We then determine whether any of these gaps are sufficient to warrant our interest.
This means mapping the ideas in terms of what appears to be attractive to customers and what appears to be feasible in terms of profitably meeting needs with an appropriate product or service. During this stage, anything that shows low attraction for either the market or the company is eliminated. In other words, it is a gate through which the new ideas have to pass.
What is involved?
Ideation research sessions need planning. The careful selection of the ideation team is a prerequisite to a good session. People from research and development, marketing, sales and production could be candidates for attending – the more creative the team, the better.
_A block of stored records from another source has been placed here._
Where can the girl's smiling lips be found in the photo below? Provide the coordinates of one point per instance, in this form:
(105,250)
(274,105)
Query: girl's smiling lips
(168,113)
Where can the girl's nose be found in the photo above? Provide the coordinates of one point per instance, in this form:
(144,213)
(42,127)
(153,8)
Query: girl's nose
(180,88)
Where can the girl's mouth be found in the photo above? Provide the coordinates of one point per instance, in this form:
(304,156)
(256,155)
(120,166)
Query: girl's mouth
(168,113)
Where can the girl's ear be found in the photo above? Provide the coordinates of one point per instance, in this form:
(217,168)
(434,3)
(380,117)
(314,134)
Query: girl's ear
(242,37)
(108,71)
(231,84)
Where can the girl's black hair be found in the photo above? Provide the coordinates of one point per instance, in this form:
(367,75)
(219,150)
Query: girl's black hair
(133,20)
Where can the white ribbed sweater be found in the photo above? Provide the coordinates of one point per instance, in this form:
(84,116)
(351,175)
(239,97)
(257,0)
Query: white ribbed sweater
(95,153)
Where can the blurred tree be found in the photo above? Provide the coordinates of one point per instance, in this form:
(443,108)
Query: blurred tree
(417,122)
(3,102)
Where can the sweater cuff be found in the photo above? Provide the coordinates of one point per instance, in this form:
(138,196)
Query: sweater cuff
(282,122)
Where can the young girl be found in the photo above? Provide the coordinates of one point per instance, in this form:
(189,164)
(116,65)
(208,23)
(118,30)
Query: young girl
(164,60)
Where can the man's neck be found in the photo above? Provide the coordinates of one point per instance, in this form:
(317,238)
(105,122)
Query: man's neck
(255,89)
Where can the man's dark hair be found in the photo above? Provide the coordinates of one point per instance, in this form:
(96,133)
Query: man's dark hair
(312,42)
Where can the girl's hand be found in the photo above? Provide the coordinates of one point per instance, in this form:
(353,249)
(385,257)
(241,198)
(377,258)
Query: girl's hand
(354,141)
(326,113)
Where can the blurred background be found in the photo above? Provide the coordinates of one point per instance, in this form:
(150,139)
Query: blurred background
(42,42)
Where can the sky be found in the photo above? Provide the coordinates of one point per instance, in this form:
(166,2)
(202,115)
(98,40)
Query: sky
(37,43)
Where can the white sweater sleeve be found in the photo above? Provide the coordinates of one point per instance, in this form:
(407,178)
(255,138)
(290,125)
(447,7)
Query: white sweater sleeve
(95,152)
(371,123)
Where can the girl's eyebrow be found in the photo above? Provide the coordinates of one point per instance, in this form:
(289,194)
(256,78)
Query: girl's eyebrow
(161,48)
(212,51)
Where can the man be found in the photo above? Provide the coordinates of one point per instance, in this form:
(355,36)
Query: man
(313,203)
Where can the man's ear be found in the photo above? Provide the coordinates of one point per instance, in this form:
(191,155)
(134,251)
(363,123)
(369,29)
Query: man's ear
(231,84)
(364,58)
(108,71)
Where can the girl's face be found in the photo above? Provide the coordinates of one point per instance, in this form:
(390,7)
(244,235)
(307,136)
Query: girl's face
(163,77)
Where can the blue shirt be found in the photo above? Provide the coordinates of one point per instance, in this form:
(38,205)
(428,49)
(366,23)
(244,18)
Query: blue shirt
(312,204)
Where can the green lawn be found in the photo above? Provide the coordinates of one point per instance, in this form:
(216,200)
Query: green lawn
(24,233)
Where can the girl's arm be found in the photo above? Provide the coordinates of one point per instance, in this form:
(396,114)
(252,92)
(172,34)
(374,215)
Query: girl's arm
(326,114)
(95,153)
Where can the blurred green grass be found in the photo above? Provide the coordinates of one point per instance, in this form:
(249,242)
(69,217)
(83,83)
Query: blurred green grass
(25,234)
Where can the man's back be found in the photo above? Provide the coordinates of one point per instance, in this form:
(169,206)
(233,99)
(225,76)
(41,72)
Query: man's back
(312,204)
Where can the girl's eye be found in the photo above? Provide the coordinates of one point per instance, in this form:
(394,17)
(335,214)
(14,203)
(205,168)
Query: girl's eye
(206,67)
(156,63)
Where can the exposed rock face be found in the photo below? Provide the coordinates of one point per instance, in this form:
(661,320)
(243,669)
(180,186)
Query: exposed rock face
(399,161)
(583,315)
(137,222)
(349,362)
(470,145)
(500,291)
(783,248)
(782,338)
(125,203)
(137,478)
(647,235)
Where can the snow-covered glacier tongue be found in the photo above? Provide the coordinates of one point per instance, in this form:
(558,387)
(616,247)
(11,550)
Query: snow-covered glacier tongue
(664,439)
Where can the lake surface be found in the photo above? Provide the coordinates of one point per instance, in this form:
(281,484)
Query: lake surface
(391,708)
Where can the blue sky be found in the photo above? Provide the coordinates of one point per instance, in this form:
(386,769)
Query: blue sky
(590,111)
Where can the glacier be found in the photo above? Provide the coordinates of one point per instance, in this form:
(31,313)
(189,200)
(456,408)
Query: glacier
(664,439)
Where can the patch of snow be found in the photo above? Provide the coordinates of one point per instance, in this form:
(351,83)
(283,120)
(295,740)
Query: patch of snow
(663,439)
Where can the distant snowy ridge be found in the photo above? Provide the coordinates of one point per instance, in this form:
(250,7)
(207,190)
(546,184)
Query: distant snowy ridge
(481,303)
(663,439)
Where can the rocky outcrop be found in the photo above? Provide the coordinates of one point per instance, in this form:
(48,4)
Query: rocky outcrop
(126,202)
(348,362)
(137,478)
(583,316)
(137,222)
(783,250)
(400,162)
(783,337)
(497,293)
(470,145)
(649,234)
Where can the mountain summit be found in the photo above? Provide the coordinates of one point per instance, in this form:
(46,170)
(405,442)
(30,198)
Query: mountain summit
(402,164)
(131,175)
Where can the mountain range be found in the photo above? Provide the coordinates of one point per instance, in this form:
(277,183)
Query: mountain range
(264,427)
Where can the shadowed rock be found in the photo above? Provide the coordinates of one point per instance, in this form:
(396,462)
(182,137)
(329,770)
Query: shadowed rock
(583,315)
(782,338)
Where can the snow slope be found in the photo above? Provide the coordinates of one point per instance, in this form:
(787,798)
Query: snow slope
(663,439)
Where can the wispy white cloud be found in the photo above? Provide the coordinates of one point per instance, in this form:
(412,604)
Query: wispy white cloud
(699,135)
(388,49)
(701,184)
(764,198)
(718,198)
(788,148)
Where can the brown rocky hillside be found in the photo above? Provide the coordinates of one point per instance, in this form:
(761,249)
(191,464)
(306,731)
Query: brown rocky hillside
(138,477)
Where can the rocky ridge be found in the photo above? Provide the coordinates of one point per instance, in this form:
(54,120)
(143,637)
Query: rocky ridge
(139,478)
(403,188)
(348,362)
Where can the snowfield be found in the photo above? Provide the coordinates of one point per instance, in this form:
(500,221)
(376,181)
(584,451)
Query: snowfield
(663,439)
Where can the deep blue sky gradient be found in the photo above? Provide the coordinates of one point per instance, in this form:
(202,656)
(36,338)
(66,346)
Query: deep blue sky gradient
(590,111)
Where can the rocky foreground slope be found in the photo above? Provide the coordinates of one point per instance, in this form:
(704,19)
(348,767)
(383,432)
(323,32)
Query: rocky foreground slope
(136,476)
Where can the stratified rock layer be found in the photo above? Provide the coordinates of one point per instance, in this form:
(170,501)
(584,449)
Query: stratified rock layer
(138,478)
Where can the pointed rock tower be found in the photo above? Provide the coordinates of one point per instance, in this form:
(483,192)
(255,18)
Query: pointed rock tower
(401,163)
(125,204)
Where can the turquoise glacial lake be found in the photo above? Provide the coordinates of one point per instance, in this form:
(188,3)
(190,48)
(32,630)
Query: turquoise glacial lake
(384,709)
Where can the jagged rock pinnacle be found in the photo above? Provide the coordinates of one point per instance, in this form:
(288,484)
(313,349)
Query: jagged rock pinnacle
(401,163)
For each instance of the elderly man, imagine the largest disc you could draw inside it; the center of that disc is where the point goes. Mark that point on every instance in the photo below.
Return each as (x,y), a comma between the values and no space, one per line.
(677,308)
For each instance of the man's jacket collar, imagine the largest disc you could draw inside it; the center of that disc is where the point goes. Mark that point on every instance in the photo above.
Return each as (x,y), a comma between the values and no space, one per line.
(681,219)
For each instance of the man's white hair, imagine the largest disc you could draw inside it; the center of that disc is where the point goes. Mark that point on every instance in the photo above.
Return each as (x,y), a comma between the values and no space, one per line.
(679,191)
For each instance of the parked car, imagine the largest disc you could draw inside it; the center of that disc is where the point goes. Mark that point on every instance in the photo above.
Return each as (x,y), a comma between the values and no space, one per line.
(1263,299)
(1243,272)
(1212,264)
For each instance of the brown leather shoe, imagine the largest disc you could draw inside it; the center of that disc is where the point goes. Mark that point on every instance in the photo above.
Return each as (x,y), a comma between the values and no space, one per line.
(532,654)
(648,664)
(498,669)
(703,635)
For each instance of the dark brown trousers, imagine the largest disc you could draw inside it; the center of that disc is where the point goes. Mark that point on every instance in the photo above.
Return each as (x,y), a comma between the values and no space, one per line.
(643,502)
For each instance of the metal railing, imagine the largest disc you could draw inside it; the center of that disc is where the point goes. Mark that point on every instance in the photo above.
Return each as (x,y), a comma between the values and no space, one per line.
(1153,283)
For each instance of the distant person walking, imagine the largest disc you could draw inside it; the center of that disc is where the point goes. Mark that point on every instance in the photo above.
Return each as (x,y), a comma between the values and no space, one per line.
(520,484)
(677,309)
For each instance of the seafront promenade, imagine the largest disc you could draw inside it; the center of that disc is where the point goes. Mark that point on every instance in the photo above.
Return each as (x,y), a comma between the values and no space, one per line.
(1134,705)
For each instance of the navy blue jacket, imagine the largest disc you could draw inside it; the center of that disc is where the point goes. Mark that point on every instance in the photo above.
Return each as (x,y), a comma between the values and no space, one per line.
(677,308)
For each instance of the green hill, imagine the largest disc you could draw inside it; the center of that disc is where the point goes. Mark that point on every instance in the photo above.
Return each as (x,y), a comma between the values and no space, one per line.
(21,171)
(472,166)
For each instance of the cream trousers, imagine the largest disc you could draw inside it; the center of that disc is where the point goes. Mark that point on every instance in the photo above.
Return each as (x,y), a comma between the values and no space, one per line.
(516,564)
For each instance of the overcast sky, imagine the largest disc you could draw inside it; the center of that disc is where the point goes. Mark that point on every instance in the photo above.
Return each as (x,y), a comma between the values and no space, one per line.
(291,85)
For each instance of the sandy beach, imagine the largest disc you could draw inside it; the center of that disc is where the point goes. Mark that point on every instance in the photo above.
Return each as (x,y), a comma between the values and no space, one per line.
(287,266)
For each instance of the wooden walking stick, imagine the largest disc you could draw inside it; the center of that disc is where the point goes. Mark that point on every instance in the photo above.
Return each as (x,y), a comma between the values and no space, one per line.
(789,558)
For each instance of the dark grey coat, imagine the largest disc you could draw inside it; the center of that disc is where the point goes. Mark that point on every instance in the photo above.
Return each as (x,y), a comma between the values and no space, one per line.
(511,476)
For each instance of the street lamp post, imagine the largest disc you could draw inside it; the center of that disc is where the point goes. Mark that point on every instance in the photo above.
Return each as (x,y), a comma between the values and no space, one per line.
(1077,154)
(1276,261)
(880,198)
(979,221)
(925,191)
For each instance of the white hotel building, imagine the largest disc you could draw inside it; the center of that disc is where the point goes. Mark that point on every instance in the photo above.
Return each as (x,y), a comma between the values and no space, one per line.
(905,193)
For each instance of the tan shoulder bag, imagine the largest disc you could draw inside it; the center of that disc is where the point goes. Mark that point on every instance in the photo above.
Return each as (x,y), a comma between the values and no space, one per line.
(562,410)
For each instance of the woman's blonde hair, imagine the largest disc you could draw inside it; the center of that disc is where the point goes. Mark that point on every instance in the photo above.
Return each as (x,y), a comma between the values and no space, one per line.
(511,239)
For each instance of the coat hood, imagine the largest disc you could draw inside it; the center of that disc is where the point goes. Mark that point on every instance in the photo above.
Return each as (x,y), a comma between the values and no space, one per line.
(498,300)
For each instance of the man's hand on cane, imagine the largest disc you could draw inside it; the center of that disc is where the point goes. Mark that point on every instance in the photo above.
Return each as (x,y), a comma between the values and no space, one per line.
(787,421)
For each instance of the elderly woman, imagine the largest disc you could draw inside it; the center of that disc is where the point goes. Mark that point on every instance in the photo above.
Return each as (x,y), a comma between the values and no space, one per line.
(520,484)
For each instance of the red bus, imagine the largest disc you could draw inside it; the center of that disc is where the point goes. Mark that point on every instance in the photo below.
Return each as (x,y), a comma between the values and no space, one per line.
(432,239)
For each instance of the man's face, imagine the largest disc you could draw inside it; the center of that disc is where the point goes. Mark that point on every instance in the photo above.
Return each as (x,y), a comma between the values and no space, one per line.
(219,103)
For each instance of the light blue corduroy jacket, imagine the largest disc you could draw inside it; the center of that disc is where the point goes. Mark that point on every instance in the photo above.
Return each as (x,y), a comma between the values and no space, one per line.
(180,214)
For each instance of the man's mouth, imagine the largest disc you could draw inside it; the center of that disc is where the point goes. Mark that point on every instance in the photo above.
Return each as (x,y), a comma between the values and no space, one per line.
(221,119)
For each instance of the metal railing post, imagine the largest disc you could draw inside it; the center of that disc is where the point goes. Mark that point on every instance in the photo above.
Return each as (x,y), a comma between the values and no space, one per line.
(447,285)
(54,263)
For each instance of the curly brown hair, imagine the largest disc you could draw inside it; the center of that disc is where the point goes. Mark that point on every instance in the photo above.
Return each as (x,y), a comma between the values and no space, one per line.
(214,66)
It is important that the members of the ideation team are briefed on what is expected of them. Good ideas are developed after sleeping on them, so advance warning and some pre-reading or homework helps the process.
The ideation research session should be long enough to allow the germination of ideas. Typically it requires a full day and sometimes longer. Working off-site usually helps.
During the ideation research session the moderator controls and directs the discussion. The output from the session must be captured, very often on flip charts, which can be stuck around the room to remind people of the output. The moderator constantly drives towards an objective of finding at least a good number of worthwhile ideas by the end of the session.
At the end of the session there will be a roomful of flipcharts. These are usually typed up and fed back to the team for review. The process of thinking of ideas doesn’t stop at the session; more ideas and refined ideas are expected to continuously flow after the event.
Case study: Working out how to be different
A manufacturer of workwear wanted ideas to differentiate itself from the competition.
What we did
A dozen people from various departments in the company were recruited to take part in the session with a moderator from B2B International. The session was held in a room at a sculpture park with the aim of taking people outside their day to day environment. A short warm-up exercise involved using pipe cleaners, bits of felt and crêpe paper, glue glitter and other junk. This loosened up the group and got them thinking in new and different ways. Ideas flowed liberally and were screened in a ‘Dragon’s Den/Shark Tank’ setting. The session resulted in 20 strong candidate ideas which were put forward for review and ultimately three of them have been launched as successful products.